First, I'm quite sure that the characteristic vector must be 2n + 1,
not 2n + 2. If you replace all 2n + 2 occurences
in the code with 2n + 1, then the crash goes away.
Second, the RecognizeMapping index update by this line in "recognize" function:
stack.push(new RecognizeMapping(mapping.working_string + c,
dictionary_next, levenshtein_next, mapping.index + 1));
the "mapping.index + 1" is just wrong. As you can see on table 5.2 of
Schulz and Mihov, the next index is determined by the
next levenshtein state.
I changed the characteristic vector from 2n + 2 to 2n + 1. The crash
I get happens when this.chi = ChiType.MS. Then I get this stacktrace:
Exception in thread "main" java.lang.NegativeArraySizeException
at com.infiauto.datastr.auto.LevenshteinAutomaton.functionR(LevenshteinAutomaton.java:444)
at com.infiauto.datastr.auto.LevenshteinAutomaton.deltaE(LevenshteinAutomaton.java:453)
at com.infiauto.datastr.auto.LevenshteinAutomaton.delta(LevenshteinAutomaton.java:488)
at com.infiauto.datastr.auto.LevenshteinAutomaton.<init>(LevenshteinAutomaton.java:669)
at com.infiauto.datastr.auto.LevenshteinAutomaton.main(LevenshteinAutomaton.java:789)

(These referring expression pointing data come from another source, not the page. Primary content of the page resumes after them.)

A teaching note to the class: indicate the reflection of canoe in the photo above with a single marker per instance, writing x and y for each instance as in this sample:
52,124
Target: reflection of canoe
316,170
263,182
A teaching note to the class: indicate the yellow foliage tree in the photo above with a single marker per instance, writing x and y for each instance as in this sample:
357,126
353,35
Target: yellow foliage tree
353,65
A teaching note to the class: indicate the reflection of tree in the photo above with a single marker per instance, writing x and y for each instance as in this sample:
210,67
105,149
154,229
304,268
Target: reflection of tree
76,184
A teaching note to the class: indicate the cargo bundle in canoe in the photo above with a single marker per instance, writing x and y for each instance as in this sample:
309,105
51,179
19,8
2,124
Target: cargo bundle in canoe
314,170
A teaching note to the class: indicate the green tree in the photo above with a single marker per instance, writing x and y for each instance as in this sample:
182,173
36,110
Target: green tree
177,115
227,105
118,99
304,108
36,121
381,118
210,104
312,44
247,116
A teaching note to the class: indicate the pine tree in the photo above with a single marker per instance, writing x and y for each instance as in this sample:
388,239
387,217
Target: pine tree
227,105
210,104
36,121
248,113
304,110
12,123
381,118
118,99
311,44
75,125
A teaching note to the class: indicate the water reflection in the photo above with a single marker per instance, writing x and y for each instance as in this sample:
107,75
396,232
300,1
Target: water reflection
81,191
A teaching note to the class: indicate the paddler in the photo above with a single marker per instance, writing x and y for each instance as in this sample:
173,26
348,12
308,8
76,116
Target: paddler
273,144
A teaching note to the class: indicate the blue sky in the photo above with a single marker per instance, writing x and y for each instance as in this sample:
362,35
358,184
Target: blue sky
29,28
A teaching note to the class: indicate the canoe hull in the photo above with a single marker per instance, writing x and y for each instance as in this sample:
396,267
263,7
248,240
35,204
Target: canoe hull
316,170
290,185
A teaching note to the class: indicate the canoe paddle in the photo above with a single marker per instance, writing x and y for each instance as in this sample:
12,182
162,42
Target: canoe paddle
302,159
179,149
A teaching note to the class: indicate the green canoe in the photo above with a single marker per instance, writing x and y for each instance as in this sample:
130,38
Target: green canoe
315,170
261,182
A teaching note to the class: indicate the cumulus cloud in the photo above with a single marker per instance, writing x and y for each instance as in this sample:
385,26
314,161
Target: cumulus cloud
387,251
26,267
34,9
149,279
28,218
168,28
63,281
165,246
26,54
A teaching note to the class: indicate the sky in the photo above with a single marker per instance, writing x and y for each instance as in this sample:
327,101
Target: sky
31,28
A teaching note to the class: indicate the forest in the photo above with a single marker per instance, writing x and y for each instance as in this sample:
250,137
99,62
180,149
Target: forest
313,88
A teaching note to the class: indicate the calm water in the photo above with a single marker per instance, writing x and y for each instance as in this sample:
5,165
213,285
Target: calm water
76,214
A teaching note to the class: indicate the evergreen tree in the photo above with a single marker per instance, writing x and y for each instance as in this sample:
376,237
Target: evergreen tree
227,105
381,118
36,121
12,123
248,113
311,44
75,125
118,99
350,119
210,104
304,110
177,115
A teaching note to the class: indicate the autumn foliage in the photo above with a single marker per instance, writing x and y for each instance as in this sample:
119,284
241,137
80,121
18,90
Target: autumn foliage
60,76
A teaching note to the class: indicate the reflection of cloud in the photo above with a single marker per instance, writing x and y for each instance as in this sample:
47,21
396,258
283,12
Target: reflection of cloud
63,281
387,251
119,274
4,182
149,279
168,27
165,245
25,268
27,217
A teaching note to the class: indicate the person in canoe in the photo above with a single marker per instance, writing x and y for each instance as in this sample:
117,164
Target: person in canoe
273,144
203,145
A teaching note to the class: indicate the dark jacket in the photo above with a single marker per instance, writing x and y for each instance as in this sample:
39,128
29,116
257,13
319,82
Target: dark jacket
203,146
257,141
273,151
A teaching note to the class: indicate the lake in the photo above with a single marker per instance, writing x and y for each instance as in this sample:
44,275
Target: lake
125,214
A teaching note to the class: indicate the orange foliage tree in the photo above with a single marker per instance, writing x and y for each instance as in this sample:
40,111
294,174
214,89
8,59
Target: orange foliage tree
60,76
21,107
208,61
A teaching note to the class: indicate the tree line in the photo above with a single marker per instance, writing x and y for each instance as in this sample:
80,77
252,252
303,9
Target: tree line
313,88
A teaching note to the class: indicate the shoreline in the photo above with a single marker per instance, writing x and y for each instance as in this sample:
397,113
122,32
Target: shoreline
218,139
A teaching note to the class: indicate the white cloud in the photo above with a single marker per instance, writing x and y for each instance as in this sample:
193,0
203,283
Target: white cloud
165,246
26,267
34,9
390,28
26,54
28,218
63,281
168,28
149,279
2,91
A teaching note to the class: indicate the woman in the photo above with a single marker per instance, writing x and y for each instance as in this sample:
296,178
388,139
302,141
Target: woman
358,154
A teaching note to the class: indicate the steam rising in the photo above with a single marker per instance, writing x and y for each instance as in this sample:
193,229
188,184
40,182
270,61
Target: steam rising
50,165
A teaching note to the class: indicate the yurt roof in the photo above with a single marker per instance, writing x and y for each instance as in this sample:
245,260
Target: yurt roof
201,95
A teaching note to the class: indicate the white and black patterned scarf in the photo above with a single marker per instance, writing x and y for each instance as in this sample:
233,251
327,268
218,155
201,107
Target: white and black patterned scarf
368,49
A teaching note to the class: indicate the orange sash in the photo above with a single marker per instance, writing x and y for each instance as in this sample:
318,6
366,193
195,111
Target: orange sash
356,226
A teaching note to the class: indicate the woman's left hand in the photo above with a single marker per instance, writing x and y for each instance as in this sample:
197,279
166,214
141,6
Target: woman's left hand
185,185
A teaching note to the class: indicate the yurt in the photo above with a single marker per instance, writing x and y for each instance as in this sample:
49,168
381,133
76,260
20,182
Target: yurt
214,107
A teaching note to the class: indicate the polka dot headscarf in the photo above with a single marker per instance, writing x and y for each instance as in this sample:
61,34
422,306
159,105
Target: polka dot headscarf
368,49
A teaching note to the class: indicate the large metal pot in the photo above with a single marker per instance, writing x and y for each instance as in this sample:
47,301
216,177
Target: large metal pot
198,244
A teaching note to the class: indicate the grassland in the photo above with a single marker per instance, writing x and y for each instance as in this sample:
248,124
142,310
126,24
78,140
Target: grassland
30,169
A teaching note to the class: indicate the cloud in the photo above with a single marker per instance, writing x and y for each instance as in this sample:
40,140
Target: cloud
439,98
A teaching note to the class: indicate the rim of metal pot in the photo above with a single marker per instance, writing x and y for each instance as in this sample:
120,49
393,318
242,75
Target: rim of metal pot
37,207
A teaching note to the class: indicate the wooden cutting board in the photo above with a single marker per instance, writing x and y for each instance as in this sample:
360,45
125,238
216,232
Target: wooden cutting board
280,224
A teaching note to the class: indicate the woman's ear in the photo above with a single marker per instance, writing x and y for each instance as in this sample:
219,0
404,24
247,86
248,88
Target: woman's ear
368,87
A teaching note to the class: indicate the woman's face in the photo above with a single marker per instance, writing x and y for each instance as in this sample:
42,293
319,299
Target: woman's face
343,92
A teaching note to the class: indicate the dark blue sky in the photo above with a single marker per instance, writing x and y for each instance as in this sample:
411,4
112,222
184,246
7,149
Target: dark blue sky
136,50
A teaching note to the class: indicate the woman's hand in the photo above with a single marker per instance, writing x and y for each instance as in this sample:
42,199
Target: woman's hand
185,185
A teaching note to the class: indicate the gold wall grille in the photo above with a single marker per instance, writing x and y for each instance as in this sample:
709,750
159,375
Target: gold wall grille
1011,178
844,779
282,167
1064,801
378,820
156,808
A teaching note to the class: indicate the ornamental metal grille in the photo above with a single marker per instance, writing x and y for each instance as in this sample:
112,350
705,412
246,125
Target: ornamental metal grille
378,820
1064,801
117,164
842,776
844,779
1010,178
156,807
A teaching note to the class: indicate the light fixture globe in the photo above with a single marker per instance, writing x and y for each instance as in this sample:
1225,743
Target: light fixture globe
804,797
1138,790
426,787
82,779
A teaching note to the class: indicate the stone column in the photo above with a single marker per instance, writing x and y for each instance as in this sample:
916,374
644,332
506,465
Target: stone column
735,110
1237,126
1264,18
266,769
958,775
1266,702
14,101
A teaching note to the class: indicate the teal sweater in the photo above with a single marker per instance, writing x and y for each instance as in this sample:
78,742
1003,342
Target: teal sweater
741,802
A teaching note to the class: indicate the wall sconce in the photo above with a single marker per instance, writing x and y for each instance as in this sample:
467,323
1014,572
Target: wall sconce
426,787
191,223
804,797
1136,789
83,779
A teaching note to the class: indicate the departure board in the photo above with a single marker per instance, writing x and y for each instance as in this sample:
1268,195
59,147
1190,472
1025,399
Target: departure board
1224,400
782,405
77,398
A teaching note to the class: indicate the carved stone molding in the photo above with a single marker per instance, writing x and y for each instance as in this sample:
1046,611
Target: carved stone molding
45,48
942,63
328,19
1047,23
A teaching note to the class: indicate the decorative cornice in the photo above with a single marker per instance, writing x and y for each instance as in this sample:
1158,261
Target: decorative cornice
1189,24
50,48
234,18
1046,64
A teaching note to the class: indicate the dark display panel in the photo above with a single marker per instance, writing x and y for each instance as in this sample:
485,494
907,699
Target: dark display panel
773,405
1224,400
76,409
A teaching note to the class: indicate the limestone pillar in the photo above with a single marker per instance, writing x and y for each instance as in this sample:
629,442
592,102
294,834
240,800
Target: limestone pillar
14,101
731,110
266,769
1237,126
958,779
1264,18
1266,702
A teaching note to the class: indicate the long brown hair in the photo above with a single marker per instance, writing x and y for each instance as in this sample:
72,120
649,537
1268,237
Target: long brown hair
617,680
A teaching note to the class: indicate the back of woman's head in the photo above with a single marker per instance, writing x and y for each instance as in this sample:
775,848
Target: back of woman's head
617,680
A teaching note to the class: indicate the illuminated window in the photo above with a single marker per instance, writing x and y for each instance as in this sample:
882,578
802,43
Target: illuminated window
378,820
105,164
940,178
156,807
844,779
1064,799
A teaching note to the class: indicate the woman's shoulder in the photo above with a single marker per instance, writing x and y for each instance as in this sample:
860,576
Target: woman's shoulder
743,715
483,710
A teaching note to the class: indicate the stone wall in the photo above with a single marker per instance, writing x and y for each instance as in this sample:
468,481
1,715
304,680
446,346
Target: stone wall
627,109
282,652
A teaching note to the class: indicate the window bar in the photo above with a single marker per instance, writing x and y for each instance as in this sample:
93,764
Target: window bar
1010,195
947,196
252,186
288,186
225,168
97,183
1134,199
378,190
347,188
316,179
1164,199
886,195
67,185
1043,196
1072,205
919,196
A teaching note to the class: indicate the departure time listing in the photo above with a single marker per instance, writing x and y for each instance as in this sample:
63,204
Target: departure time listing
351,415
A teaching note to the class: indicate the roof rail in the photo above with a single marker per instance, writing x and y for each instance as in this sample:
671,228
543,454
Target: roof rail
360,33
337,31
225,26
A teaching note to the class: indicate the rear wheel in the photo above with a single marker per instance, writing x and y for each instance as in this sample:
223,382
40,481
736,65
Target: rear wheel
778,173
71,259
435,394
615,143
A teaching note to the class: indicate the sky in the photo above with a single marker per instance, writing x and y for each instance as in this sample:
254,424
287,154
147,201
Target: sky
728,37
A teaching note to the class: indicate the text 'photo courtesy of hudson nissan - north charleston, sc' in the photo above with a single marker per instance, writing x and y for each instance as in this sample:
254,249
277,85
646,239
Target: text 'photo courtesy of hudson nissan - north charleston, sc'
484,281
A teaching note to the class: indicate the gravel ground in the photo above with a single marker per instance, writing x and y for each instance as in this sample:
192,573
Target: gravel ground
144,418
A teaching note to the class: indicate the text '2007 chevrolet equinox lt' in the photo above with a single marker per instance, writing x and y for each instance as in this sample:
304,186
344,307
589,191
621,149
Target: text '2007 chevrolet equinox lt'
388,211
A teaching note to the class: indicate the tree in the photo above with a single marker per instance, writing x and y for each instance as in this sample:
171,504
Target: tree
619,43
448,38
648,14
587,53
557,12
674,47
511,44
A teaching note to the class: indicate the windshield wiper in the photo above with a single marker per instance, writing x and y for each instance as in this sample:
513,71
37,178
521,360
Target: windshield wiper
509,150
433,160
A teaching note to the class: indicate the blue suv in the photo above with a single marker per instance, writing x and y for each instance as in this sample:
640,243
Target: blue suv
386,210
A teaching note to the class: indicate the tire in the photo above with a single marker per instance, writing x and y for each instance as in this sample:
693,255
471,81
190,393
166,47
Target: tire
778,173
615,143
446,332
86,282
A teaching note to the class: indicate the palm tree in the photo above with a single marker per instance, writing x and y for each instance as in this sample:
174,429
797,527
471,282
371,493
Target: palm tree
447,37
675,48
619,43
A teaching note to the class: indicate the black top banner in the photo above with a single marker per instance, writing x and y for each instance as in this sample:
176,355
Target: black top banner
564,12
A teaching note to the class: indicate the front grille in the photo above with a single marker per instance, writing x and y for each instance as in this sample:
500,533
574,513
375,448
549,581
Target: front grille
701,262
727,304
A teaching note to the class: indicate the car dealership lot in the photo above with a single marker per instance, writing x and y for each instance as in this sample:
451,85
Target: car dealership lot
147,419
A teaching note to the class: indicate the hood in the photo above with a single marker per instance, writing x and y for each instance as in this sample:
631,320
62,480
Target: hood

functionR has often been the source of my bugs.
> Second, the RecognizeMapping index update by this line in "recognize" function:
>
> stack.push(new RecognizeMapping(mapping.working_string + c,
> dictionary_next, levenshtein_next, mapping.index + 1));
>
> the "mapping.index + 1" is just wrong. As you can see on table 5.2 of
> Schulz and Mihov, the next index is determined by the
> next levenshtein state.
You're right. I made a big mistake there. I'm going to have to look
at my design in order to fix that.
I'll go ahead and include the latest working copy of the only file I've changed.
Thanks again.
Court
There are two problems I'm struggling to understand right now:
1) The LA as I've built it right now is constructed of States, which are
just sets of Positions. When I build a characteristic vector and apply
the delta function to the current State I get a State back, but
shouldn't it be just a single Position? I mean, since an LA is a DFA I
shouldn't be getting multiple Positions for any given input, correct?
2) I'm looking at your Python code to try and help my understanding.
I'm looking at the ErrorTolerantRecognizer.recognize function in fsc.py.
Your code says:
if mPrime[0] != []:
So what kind of data structure (mPrime) is being returned by the delta
function in your code? A set of sets?
Courtney Falk